En este contexto, aumentan los riesgos de simplificación excesiva y la posibilidad de una desregulación descontrolada, así como la preocupación por la seguridad del paciente, la dilución de la supervisión ética, la privacidad de los datos, el acceso desigual a los medicamentos y la equidad ética.

La Declaración de Helsinki de la AMM, adoptada por primera vez en 1964 y revisada por última vez en 2024, es el estándar internacionalmente aceptado para el diseño, la realización, el registro y la presentación de informes sobre ensayos clínicos. La Declaración subraya, entre otras cosas, que los derechos, los intereses y el bienestar de los participantes en la investigación deben prevalecer siempre sobre los intereses científicos y sociales.

El Dr. Christofer Lindholm, presidente del Comité de Ética Médica de la AMM, afirmó: «Dado que la Unión Europea busca fortalecer su competitividad global en la investigación clínica, es fundamental que las garantías éticas no se debiliten en nombre de la innovación».

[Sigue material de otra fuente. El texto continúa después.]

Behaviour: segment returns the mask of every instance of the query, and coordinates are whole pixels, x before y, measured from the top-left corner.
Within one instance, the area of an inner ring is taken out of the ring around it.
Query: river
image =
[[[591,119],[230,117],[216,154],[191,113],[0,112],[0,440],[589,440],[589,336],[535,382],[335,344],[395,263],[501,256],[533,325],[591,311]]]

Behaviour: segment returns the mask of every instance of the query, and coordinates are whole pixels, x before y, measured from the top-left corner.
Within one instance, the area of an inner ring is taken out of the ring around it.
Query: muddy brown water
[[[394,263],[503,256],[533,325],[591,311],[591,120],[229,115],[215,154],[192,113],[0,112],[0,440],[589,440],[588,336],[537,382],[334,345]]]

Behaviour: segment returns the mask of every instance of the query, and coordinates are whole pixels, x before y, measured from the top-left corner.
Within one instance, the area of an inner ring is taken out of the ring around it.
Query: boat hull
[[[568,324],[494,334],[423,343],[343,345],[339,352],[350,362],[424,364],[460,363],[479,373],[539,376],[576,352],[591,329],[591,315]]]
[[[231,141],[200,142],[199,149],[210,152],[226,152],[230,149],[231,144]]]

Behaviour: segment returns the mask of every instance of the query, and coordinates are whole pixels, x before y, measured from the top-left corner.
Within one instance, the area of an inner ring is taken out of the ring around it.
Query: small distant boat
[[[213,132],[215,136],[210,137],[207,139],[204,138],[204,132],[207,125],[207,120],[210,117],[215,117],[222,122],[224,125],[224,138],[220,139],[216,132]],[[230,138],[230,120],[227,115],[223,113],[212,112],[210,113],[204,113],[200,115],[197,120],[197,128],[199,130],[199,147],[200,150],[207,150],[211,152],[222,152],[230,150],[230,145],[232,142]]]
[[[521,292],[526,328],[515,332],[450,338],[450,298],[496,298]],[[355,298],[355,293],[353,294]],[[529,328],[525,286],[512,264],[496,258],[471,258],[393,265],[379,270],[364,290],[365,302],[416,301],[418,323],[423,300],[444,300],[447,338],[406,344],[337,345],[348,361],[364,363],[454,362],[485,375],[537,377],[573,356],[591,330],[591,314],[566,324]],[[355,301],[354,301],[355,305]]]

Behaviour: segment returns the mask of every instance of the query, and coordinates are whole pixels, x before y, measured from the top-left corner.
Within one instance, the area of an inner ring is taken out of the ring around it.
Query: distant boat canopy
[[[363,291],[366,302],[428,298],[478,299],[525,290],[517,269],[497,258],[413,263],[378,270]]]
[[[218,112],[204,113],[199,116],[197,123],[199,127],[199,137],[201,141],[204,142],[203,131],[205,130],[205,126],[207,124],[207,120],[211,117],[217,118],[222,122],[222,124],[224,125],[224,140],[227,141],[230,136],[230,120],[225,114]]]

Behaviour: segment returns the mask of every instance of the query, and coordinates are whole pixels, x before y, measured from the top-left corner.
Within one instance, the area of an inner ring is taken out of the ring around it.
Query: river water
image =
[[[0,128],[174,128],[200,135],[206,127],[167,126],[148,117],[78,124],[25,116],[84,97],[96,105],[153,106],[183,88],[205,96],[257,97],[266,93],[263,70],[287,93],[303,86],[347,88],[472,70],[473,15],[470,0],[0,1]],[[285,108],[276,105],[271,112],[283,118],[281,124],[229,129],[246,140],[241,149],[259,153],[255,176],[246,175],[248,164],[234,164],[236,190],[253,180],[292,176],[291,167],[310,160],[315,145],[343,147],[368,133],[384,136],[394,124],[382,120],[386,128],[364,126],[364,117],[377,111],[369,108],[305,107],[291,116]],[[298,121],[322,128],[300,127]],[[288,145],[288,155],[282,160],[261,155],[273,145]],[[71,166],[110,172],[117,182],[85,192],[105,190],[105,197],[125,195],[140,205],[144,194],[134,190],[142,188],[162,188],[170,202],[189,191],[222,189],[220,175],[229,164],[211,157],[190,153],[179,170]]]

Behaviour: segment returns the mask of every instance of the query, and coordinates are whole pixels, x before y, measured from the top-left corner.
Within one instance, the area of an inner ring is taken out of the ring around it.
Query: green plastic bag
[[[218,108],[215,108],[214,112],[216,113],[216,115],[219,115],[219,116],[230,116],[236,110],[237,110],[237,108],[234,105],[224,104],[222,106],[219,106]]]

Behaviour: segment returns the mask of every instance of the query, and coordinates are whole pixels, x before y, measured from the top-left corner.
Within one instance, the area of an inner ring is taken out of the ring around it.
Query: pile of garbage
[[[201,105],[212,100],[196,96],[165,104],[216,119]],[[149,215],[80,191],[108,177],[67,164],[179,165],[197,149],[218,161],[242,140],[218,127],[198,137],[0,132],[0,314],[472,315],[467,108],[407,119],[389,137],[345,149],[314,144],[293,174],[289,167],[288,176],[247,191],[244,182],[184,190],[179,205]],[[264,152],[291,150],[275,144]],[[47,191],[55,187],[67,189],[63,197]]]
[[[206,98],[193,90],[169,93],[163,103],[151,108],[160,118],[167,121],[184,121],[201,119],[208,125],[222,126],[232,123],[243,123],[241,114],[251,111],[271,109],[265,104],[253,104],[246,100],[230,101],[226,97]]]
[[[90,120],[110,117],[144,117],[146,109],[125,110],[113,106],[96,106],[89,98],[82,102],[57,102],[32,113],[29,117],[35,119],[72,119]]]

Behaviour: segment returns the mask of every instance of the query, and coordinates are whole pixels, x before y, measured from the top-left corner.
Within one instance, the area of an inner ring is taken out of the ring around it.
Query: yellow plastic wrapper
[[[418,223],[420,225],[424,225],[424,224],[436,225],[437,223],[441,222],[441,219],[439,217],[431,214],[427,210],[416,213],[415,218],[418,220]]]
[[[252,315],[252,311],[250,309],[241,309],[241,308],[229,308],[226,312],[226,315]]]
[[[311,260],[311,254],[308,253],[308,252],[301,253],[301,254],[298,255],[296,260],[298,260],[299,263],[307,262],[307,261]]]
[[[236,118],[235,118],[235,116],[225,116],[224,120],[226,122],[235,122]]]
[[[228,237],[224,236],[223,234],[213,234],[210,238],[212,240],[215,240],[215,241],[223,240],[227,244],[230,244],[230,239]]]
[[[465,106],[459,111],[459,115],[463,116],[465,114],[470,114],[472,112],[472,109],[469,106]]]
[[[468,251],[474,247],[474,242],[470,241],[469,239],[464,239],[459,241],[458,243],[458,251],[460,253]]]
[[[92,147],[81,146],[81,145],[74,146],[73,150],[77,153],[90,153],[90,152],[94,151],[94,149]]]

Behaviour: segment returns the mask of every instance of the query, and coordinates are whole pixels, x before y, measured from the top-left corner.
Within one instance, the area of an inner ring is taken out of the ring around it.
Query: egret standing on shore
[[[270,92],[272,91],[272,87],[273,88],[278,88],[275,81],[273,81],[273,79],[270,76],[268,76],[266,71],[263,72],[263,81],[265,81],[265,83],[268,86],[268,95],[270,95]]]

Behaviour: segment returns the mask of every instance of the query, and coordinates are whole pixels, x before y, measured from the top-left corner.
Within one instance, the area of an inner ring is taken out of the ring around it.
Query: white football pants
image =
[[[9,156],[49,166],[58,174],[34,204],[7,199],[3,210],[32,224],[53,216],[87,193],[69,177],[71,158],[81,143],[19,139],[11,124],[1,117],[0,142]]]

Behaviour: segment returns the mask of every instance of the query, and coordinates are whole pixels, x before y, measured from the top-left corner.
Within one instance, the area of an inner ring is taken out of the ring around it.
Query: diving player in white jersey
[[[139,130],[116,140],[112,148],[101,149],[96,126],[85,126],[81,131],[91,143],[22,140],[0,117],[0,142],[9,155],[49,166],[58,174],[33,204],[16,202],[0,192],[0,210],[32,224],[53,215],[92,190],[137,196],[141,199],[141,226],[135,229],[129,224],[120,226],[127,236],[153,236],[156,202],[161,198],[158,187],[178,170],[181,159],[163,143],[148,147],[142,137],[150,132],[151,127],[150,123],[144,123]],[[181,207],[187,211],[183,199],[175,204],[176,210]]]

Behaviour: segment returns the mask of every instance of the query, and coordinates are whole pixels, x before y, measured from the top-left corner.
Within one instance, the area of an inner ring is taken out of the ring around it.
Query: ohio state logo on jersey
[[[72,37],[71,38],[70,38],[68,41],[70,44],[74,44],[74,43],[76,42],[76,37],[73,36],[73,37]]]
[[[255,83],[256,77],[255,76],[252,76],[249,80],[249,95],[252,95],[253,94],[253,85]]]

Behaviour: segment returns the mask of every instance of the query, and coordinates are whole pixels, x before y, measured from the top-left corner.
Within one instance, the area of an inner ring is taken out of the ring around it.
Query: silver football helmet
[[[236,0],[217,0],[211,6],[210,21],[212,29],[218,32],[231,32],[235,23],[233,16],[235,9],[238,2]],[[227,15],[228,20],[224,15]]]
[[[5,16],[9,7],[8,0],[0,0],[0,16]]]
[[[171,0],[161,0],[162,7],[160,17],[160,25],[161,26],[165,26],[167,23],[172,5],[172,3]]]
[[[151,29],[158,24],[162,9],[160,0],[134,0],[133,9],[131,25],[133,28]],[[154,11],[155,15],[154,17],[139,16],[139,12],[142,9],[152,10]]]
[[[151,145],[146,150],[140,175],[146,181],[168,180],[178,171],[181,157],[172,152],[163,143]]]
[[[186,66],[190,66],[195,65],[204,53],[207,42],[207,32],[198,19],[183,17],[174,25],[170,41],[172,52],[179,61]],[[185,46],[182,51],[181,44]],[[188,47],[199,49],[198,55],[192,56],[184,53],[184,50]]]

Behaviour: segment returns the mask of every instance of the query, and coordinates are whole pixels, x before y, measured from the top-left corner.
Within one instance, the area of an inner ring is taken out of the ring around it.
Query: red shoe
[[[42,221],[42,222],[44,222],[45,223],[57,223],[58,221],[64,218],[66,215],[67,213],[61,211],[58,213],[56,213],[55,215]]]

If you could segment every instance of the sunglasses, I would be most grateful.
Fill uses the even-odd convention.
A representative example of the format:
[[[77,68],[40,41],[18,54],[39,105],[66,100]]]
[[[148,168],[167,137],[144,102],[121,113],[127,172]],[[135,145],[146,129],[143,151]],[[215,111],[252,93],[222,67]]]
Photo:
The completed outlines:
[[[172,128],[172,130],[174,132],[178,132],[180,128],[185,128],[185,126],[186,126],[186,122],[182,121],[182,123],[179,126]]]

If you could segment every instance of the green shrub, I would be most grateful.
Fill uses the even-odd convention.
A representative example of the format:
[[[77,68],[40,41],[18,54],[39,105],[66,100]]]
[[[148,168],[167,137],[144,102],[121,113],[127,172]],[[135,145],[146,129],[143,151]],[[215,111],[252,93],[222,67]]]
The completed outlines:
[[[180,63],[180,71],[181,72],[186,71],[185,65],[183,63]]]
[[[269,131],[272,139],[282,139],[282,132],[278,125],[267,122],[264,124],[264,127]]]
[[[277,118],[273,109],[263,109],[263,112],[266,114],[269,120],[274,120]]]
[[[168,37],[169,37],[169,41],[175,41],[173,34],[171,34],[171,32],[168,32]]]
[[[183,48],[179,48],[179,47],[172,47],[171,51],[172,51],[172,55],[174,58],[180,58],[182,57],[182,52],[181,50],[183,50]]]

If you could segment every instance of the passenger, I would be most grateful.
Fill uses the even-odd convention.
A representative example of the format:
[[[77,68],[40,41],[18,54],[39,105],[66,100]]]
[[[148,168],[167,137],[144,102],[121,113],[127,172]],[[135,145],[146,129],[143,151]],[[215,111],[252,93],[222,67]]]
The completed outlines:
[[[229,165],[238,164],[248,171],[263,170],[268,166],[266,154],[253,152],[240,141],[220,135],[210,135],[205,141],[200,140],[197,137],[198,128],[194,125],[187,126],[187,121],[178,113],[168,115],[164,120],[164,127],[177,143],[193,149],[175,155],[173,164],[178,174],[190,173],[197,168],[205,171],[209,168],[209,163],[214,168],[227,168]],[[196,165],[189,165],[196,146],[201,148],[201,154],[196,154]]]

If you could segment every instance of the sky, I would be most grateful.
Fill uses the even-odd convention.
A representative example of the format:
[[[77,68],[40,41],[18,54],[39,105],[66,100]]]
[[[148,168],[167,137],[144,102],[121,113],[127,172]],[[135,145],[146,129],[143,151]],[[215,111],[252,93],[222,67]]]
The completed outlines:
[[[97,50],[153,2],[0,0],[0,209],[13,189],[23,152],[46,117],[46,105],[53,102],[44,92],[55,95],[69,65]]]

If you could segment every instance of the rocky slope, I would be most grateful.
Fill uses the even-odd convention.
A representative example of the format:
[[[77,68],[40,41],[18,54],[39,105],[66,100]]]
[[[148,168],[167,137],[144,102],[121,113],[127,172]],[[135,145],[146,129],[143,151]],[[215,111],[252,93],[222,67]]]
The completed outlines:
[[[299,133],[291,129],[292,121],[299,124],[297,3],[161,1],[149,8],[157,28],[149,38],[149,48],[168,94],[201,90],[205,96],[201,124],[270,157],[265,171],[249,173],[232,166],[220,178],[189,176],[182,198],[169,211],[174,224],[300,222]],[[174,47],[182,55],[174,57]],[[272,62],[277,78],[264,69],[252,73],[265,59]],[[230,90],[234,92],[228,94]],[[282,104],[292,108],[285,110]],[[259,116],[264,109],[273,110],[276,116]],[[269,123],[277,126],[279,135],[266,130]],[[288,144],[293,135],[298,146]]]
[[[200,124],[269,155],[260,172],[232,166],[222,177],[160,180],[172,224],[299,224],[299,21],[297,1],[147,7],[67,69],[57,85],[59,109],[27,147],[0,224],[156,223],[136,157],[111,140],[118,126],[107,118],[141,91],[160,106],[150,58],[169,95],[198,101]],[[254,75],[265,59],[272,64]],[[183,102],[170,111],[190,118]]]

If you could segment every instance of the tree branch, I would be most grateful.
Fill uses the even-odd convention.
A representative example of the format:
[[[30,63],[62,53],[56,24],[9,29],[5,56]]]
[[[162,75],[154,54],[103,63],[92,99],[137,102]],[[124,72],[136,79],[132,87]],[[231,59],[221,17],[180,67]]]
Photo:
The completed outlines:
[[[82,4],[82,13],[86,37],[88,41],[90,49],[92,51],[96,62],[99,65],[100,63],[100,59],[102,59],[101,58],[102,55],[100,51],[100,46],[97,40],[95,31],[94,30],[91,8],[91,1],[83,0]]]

La Declaración de Helsinki proporciona el marco ético claro necesario para garantizar que los ensayos clínicos realizados en Europa sigan respetando la dignidad humana, el consentimiento informado, la supervisión ética independiente y la protección de las poblaciones vulnerables. La competitividad y la bioética no son objetivos opuestos. El rigor ético es esencial para la credibilidad científica, la confianza pública y el progreso médico sostenible.

El Dr. Ole Johan Bakke, presidente del CPME, añadió: «Queremos que los responsables políticos y las partes interesadas escuchen el llamamiento de los médicos de que la ética médica, el progreso científico y los derechos de los pacientes no son prioridades contrapuestas, sino inseparables».